Although keeping bad actors out of the network is important for security, in today’s landscape, where attackers can exist within the network for months to years at a time without notice, tracking network traffic proves a more effective way at ensuring security over longer spans. Unfortunately, monitoring network traffic is a real chore when done manually. That’s why VMware has buffed out their software-defined NSX Firewall product to streamline East-West traffic security, which they showcased at their recent Security Field Day appearance.
The Importance of East-West Security in the Network
In IBM’s 2021 Threat Intelligence Index, one of the key findings is the fact that 35% of breaches reported in 2020 were initiated by a scanned exploit, the #1 initial attack vector of the year. For context, that number is up 5% from 2019 (30%), and up even higher from the 8% reported in 2018.
Given the general difficulty of patching every little potential vulnerability in your network, some security professionals have resigned to the fact that it’s inevitable that a bad actor will somehow make their way into the network. With that in mind, it’s time to rethink the way we secure our networks, shifting from focusing solely on keeping attackers out altogether to instead finding ways to reduce the overall amount of time they can exist within your network, also known as East-West security.
Setting Up Defenses Inside the Network with VMware NSX
The network security team at VMware cares a lot about East-West traffic, in some may say a maniacal fashion. Their NSX Firewall software is purpose-built to safeguard East-West traffic at the hypervisor layer. It does so by creating smaller, software-defined firewall fragments across each workload of the hypervisor that act as a single, unified firewall controlled and managed through a single pane of glass.
In essence, this means that you can stand up a firewall wherever your workloads are, including IDS/IPS functionality, load balancing, web application firewalling, and even analytics.
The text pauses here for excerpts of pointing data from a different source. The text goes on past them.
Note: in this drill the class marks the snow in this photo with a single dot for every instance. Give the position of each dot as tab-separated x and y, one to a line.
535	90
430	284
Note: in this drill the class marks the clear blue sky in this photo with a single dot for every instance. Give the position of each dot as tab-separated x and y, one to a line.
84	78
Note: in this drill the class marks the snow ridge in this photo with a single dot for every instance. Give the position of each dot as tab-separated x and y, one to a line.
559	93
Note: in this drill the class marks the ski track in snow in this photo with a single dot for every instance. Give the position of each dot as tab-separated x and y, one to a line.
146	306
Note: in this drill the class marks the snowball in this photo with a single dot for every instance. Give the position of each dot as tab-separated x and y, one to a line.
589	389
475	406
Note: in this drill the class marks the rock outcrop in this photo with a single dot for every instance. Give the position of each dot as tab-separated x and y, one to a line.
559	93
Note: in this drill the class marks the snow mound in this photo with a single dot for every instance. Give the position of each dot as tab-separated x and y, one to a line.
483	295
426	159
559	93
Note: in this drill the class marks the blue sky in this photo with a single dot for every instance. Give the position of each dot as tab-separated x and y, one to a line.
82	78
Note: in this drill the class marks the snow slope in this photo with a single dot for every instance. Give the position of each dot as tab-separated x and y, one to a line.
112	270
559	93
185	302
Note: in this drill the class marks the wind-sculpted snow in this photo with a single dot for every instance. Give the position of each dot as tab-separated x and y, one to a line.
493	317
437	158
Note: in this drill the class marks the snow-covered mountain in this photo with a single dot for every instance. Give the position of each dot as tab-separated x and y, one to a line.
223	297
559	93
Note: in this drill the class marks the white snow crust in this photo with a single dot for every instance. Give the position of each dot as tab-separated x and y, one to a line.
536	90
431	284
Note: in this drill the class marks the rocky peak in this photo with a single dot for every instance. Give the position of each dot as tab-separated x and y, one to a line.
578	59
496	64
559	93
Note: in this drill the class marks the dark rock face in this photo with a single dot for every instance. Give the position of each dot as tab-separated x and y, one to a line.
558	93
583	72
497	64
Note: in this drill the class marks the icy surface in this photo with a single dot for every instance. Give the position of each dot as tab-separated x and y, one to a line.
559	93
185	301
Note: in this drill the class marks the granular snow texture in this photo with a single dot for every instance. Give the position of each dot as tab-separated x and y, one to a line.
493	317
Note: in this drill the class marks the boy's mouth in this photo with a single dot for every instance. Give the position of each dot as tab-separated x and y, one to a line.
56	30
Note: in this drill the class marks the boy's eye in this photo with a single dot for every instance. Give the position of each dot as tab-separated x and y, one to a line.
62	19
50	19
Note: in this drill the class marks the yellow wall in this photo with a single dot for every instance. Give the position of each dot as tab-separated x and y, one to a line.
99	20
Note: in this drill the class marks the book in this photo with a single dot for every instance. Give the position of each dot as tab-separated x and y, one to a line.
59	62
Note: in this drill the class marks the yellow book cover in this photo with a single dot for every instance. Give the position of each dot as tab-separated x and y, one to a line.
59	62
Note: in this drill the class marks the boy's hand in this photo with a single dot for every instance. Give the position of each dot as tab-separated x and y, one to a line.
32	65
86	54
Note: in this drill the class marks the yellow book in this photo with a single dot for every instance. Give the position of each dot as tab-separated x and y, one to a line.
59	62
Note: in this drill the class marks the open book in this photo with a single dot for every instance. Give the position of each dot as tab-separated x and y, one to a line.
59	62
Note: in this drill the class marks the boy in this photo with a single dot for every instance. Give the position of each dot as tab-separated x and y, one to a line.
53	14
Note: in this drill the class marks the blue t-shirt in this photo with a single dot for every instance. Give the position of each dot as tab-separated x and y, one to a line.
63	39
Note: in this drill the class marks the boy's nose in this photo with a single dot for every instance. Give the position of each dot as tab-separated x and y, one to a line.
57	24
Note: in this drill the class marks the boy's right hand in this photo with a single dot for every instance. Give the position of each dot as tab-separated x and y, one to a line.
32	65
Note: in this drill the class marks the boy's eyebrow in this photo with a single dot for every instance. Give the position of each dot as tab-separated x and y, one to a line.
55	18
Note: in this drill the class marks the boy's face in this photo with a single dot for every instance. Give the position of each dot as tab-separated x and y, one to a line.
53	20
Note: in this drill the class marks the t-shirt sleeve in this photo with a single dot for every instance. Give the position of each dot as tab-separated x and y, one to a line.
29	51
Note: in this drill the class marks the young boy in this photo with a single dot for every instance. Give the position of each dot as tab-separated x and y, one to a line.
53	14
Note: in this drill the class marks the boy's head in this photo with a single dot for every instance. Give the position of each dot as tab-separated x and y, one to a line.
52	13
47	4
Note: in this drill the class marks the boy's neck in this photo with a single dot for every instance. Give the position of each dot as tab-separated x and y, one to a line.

Following VMware’s acquisition of Lastline, NSX also provides Advanced Threat Protection (ATP), which detects and responds to potential unauthorized attempts on the network.
Diving Deeper into NSX
During their appearance at March’s Security Field Day event, VMware’s Senior Director of Product Marketing for Network Security, Dhruv Jain, detailed the capabilities of their NSX Firewall product. According to Jain, NSX is built on the three core principles of securing East-West traffic: segmentation, distributed IPS/IDS, and NTA/NDR.
In practice, you can segment your network directly through the NSX admin console by creating security groups and assigning access policies to them, much like you would when you manage your system configurations and application access. Then, using the AI capabilities introduced by Lastline ATP, NSX analyzes your network traffic behavior, creating an application topology that sets a baseline of East-West traffic and automatically recommends segmentation policies based on the results.
In his presentation, Jain provided an important distinction of NSX: it provides up to 20 Tbps of firewalling capacity at almost a third of the cost of traditional firewalls, combining superior efficacy and control at an easy-to-swallow cost. What’s more, NSX Firewall is now a completely standalone product, so anyone can take advantage of complete control of their East-West network traffic without having to already be an NSX customer.
The level of control and visibility VMware’s NSX Firewall brings to the data center seems like an ideal way for enterprise organizations to ensure their East-West traffic operates both effectively and securely. And, given how widespread and distributed today’s networks need to be to accommodate for remote work, NSX makes sure that, wherever your network is needed, a firewall is there to keep traffic flow safe.